Playing with Others

Neha Vaze Oct 1, 2021

Does my child play with the other children? Sometimes I see them standing around, watching or even be by themselves.

We get asked this question frequently, oftentimes by first year parents but by parents of 2nd and sometimes 3rd year children as well. The feeling of “Is my child part of a social group?” are usually questions more common for older children, and not at this age group. Power plays, exclusion and “clubs” are seen (unfortunately) at the elementary and middle school level.

I wanted to talk a bit this week about how children play with one another, at this age and at our school. On a community level, we have a rule at our school that you can not exclude anyone from your play.
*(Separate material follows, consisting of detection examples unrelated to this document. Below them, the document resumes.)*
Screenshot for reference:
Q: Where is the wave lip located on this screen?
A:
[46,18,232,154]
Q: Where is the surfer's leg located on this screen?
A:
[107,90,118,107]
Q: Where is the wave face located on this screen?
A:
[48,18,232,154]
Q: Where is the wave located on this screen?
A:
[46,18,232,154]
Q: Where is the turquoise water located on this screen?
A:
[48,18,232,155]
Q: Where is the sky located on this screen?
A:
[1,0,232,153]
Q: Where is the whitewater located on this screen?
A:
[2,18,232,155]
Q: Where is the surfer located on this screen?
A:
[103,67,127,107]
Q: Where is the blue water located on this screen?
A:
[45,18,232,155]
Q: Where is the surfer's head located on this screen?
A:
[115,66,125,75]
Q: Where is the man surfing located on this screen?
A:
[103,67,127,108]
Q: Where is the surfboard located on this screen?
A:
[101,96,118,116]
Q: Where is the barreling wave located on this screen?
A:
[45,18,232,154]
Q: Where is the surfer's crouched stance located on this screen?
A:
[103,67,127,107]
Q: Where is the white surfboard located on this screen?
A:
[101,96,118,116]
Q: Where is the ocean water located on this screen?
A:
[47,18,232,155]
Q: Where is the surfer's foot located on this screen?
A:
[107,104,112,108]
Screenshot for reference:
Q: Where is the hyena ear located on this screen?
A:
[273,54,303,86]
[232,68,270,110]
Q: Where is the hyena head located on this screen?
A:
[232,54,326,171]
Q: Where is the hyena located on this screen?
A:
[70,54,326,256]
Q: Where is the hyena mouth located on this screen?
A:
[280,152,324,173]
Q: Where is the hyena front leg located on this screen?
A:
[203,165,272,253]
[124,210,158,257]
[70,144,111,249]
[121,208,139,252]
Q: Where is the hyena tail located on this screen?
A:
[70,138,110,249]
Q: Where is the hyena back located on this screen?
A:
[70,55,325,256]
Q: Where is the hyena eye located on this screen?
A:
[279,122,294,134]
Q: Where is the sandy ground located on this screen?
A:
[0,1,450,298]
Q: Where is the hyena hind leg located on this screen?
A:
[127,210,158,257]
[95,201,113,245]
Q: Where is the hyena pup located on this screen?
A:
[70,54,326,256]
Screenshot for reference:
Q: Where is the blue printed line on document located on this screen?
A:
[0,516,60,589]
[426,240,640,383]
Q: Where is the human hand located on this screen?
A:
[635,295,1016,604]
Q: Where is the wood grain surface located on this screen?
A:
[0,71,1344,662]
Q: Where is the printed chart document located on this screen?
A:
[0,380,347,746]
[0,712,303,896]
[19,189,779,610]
If someone asks to join, you have to find a way to let them join. Also, there are no team games or “us” and “them” games at the school. We feel that at this age, the children very easily find ways to include friends of all ages in their play.

But what happens when the child themselves does not want to play? And at 3, that is VERY common. At the toddler stage and into the first year the Montessori, parallel play happens quite often. Children play in the same area, but not always with each other. They may want the same equipment (shovel, woodchips, etc.) and teachers often coach them on how to talk to one another. The Montessori philosophy strongly believes in teaching children how to wait. Therefore, we intentionally have a limited number of “things” in the outdoor environment (in the indoor environment as well). Children may not be able to use what they want immediately and learn to compromise on their game. The other children may learn that their friends want the shovel and decide to use it quickly, to use it slowly or to immediately offer it to their friend.

Slowly we see that children start noticing each other and may find a friend with whom they want to play with. If necessary, the teacher can introduce them to the language:
“Do you want to play with me?”

“What are you playing? Can I join?”

Even if they start playing with others, there may be many days when a child prefers to be alone outside. Chasing butterflies, making piles of woodchips or just running around our field is very common. We find that the outdoor recess, with an intentional lack of structure, is a great place for children to unwind from the morning “work period”. Their brains rest, grow and internalize the new skills they may have been practicing in the morning.

The teachers are in tune with the children’s needs and know when to step in. We recognize the need to be alone and respect that need. Our older children often learn and use the language of “I just want some space or I just want to be alone for a while.” However, if these words are use toward one friend, they need to be used towards all friends.

We also have our ears and eyes open for when a friend may be alone because of some negative feelings, sadness or feeling excluded. Oftentimes, this exclusion isn’t because of an intentional action by other children. The child may just not have the language to join a group.

“Do they know that you want to play with them? Well, why don’t we go ask?”

Other times, they just need the attention of an adult. Many younger children love spending time with adults, especially one on one. At recess, we give them that attention, while making sure they are making connections and relationships with their peers as well.

Everything that we do during recess is consistent with our main tenet: Follow the child!